Tuesday, December 22, 2009

UNEQUAL TAXATION UNCONSTITUTIONAL

As attorneys general across the country consider possible legal action if Democrats succeed in passing healthcare reform as the bill is currently written, they will have strong support from not only many residents of their states - but also from a short, but extremely well-worded clause in the American Constitution. It is the first paragraph of Section 8 of that historic document and reads: The Congress shall have power to lay and collect taxes, duties, imposts and excises, to pay the debts and provide for the common defense and general welfare of the United States; but all duties, imposts, excises shall be uniform throughout the United States.

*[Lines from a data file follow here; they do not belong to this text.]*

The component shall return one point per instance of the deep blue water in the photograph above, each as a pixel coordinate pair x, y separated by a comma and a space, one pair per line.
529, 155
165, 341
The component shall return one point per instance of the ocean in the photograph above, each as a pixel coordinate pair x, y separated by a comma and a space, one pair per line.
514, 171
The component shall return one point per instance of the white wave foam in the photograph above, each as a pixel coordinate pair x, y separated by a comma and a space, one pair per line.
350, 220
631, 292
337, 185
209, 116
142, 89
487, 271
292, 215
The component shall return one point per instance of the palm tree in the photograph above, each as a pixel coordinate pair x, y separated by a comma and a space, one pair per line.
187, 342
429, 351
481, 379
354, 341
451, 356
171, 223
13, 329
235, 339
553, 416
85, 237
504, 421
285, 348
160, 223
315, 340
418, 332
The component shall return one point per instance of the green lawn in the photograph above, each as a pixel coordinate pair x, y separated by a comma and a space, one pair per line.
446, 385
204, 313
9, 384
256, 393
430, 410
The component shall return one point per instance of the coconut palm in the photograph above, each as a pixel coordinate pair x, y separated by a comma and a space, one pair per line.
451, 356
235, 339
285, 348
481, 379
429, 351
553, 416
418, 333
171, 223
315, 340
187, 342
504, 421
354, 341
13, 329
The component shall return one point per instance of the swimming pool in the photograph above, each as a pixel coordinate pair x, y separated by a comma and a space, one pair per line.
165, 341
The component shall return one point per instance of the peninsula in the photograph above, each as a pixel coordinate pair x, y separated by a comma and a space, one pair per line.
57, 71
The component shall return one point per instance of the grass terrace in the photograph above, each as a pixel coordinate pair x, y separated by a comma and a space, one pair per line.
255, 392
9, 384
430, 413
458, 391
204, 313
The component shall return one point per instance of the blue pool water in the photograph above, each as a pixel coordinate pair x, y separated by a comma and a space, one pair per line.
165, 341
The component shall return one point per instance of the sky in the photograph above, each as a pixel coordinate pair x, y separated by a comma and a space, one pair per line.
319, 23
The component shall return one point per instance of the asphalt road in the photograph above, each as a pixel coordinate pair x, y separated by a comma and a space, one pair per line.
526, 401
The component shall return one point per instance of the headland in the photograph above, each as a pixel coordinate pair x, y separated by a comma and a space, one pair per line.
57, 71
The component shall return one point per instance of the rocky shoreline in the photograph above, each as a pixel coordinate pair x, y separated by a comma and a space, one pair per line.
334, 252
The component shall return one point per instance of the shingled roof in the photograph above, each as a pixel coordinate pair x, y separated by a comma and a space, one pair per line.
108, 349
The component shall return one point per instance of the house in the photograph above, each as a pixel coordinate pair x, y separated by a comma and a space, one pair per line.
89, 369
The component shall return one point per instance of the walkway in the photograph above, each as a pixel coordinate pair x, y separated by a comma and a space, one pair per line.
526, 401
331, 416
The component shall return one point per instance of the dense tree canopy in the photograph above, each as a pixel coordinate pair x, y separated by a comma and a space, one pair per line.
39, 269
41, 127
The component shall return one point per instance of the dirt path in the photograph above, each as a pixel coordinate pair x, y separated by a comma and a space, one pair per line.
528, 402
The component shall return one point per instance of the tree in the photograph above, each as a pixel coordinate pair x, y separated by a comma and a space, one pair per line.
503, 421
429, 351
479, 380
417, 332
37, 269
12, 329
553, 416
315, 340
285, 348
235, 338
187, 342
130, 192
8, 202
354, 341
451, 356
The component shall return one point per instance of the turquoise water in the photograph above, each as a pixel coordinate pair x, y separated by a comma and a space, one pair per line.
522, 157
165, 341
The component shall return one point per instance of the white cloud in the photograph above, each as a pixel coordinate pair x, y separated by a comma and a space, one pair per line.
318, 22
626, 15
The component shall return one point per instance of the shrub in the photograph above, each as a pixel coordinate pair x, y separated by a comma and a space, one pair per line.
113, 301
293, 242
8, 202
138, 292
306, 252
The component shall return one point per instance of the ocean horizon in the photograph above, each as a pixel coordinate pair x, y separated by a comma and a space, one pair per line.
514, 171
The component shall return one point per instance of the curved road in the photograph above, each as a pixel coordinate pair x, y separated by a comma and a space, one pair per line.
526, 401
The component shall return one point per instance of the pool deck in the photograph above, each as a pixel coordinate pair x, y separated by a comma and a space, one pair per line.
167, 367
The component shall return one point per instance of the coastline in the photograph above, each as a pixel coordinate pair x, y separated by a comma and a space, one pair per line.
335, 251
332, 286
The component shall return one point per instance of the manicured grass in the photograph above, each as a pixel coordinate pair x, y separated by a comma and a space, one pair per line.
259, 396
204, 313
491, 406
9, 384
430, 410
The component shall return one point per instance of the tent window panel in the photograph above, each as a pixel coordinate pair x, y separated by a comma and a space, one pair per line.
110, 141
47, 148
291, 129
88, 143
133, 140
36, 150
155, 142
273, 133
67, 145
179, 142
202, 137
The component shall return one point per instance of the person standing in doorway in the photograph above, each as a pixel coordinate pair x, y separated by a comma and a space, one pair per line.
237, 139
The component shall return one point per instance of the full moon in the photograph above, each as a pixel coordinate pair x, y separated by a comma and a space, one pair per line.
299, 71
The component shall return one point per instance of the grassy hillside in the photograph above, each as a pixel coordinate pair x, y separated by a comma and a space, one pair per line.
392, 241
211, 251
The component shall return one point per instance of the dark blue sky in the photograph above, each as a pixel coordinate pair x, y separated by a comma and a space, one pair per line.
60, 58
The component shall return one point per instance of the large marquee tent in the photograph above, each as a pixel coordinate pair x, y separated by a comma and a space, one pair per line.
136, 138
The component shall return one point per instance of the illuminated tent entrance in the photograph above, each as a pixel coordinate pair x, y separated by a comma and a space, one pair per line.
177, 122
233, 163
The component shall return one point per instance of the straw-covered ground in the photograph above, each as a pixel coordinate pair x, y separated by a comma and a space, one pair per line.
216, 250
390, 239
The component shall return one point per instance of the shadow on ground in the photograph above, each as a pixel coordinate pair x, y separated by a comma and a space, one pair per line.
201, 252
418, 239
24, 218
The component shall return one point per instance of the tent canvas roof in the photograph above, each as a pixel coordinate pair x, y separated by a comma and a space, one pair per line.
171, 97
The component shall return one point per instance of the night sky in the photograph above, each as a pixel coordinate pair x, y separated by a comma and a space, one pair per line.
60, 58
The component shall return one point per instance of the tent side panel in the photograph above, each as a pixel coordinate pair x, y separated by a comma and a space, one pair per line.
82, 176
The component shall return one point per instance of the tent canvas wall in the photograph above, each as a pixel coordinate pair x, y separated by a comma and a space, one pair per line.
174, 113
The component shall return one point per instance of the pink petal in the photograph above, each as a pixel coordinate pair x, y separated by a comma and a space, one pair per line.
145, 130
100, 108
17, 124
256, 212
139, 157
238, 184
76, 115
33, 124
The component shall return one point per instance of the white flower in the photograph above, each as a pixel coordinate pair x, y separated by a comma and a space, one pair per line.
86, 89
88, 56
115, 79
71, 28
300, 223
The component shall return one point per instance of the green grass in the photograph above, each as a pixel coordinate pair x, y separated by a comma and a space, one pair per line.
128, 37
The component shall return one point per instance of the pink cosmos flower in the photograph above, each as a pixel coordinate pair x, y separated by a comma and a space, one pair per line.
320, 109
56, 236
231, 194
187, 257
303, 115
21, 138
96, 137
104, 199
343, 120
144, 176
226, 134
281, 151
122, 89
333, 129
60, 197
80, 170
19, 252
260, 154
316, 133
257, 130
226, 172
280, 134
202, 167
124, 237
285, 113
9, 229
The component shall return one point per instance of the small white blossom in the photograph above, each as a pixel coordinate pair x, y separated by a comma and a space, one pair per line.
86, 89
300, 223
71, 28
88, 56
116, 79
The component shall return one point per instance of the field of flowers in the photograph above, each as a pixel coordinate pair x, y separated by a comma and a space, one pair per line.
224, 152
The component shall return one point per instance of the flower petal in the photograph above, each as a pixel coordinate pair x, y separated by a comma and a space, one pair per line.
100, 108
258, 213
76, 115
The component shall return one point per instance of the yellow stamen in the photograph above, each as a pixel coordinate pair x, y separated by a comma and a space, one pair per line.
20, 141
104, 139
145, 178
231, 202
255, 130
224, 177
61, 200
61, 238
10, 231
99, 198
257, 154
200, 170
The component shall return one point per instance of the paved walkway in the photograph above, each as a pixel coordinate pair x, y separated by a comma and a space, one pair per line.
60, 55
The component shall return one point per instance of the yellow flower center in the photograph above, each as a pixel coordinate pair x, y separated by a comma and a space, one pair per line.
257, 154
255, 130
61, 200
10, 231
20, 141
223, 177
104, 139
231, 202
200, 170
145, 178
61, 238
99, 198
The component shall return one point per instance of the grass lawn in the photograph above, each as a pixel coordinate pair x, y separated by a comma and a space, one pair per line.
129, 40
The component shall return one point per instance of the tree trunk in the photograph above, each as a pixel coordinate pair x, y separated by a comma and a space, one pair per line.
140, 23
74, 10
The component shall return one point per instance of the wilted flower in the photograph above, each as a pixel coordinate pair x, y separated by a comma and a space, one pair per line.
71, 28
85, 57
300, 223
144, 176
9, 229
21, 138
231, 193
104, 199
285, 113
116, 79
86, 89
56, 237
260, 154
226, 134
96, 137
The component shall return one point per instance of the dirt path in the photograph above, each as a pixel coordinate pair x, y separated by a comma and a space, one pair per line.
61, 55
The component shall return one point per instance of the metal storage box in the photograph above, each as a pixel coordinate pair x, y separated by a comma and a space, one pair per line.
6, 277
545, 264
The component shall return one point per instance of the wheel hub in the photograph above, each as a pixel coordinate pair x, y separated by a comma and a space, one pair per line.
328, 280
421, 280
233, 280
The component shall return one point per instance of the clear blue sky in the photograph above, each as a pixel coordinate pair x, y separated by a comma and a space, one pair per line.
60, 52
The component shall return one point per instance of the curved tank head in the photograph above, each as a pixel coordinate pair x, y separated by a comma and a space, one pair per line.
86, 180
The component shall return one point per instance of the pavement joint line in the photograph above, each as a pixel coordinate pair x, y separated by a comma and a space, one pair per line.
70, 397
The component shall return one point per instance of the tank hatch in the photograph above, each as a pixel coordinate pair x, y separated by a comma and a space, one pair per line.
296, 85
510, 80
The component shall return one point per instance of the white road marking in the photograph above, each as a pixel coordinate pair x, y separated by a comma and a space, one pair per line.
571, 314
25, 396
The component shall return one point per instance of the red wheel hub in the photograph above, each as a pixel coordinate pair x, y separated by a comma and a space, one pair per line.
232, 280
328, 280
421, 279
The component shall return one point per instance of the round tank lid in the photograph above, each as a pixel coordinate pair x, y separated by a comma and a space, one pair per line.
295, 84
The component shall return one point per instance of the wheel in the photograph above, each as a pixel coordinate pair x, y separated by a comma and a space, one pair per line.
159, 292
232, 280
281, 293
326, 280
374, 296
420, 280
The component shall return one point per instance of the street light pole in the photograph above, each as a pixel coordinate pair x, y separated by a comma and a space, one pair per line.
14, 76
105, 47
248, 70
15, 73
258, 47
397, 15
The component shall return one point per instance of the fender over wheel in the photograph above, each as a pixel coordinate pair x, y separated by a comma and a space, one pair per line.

The word uniform equals equality.
Sweetheart deals to buy the votes of Democrat senators like the one exempting Nebraskans from paying their share of future medicaid increases "in perpetuity", leaving Hoosiers to pay a larger share, clearly violates the equal taxation provision of the Constitution.

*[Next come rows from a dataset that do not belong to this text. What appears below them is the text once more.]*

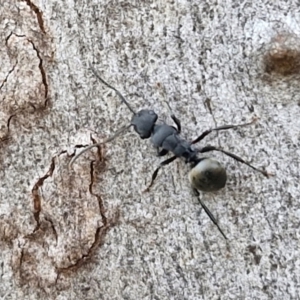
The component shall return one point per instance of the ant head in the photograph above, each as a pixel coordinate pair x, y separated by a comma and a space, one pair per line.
143, 122
208, 175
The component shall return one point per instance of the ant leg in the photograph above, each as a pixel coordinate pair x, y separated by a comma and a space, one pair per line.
237, 158
162, 152
225, 127
210, 215
177, 122
174, 118
117, 133
154, 175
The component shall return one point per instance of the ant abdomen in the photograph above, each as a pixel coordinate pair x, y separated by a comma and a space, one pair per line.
208, 175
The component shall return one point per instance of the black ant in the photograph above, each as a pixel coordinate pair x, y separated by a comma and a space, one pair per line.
207, 174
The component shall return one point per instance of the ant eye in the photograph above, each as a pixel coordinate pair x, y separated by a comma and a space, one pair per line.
208, 174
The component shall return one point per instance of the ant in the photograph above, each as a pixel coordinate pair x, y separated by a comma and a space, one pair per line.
207, 174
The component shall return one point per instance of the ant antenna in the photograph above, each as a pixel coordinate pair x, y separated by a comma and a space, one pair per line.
118, 132
118, 93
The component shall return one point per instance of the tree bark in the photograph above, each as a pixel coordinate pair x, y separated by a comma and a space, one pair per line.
89, 232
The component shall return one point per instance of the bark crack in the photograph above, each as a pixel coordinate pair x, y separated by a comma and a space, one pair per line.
38, 13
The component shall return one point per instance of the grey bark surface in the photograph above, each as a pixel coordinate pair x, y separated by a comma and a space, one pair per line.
91, 232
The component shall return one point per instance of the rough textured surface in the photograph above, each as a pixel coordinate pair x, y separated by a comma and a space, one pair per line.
90, 232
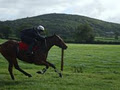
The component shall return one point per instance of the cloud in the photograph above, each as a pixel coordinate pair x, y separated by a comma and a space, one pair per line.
107, 10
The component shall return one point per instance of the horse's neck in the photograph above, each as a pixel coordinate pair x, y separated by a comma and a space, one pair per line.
49, 42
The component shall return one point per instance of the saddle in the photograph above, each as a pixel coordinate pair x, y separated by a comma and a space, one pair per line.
24, 47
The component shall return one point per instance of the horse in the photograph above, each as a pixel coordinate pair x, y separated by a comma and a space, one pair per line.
11, 52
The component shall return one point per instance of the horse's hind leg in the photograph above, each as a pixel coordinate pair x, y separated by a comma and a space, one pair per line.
47, 64
10, 69
18, 68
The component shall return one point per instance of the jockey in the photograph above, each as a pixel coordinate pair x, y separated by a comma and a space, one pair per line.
30, 36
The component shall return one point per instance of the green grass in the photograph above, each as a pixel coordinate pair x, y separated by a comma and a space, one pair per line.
86, 67
107, 39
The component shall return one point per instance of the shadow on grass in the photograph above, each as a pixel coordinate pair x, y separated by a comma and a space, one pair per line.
2, 83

Our founding fathers were wise. They were succinct. And there words were clear.
Evan Bayh, D-IN, himself an attorney who took an oath to uphold the Constitution, must have forgotten that little paragraph when he cast his vote in the middle of the night. He needs a refresher course on the rights of the citizens he represents, Democrats and Republicans alike, who proudly reside in Indiana.

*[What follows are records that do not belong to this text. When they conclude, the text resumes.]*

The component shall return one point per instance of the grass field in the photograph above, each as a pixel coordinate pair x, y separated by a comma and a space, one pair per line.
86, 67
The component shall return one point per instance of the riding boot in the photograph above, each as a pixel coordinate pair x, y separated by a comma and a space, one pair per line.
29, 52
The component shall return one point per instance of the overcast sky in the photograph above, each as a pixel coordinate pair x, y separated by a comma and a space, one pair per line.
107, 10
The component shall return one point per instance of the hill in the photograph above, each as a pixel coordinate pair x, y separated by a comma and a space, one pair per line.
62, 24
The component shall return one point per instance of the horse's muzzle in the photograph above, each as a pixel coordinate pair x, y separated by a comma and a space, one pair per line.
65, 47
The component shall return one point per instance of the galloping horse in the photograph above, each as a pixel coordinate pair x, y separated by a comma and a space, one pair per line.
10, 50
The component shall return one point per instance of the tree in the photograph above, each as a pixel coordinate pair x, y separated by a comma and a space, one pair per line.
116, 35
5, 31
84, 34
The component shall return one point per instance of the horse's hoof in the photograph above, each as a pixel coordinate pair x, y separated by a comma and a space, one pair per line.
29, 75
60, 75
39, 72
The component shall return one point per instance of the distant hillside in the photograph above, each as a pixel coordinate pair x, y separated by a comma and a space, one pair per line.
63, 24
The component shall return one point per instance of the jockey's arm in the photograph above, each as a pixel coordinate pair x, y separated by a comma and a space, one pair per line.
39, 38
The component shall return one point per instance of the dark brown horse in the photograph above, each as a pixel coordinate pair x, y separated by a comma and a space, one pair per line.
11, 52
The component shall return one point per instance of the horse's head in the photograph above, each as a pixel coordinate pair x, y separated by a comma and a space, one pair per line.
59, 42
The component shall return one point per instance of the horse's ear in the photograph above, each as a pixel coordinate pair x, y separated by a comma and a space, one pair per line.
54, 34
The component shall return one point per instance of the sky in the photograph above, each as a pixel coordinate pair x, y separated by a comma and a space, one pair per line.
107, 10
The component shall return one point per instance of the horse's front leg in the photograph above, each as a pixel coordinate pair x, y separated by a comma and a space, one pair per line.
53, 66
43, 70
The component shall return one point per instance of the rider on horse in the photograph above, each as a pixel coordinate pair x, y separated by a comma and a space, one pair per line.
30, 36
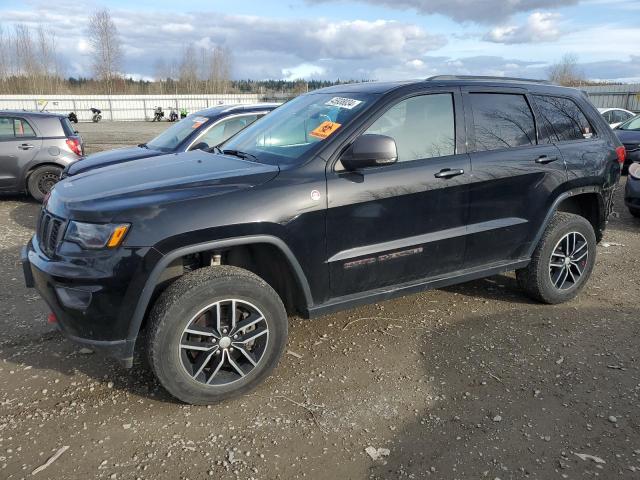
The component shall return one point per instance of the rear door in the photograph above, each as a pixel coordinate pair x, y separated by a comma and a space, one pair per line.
514, 172
405, 221
19, 144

Even more repugnant, nee appalling, is an amendment to the heathcare bill that allows for a medicare commission that Sarah Palin rightly labeled a death panel in her famous Nov. 24th twitter statement. Worse, the amendment declares that a future congress cannot repeal the medicare commission amendment.
What!
That is the kind of action we expect from a Hugo Chavez. Not from the Congress of a representative democracy.
If this healthcare bill becomes law and the sweetheart deals and earmarks stand, then the State of Indiana and its attorney general should take legal action to protect every resident of this state from unequal taxation. Indiana should join a consortium of other like-minded states and file suit to stop these unfair, unrepresentative and unconstitutional provisions of a bill that will impact all Americans.
We won a long and bloody revolution to secure the right of no taxation without representation. Our attorney general needs to act.
But his action could be negated by the action of just one man - Senator Evan Bayh. If our senator were to withdraw his support from this bill now, he might become a catalyst for other fair-minded senators to follow him, enough perhaps to forestall final passage, which now requires only a simple majority and force congress to redraw a more equitable healthcare bill for all Americans.
And by withdrawing his support, Evan Bayh would indeed be a profile in courage to his state and its residents.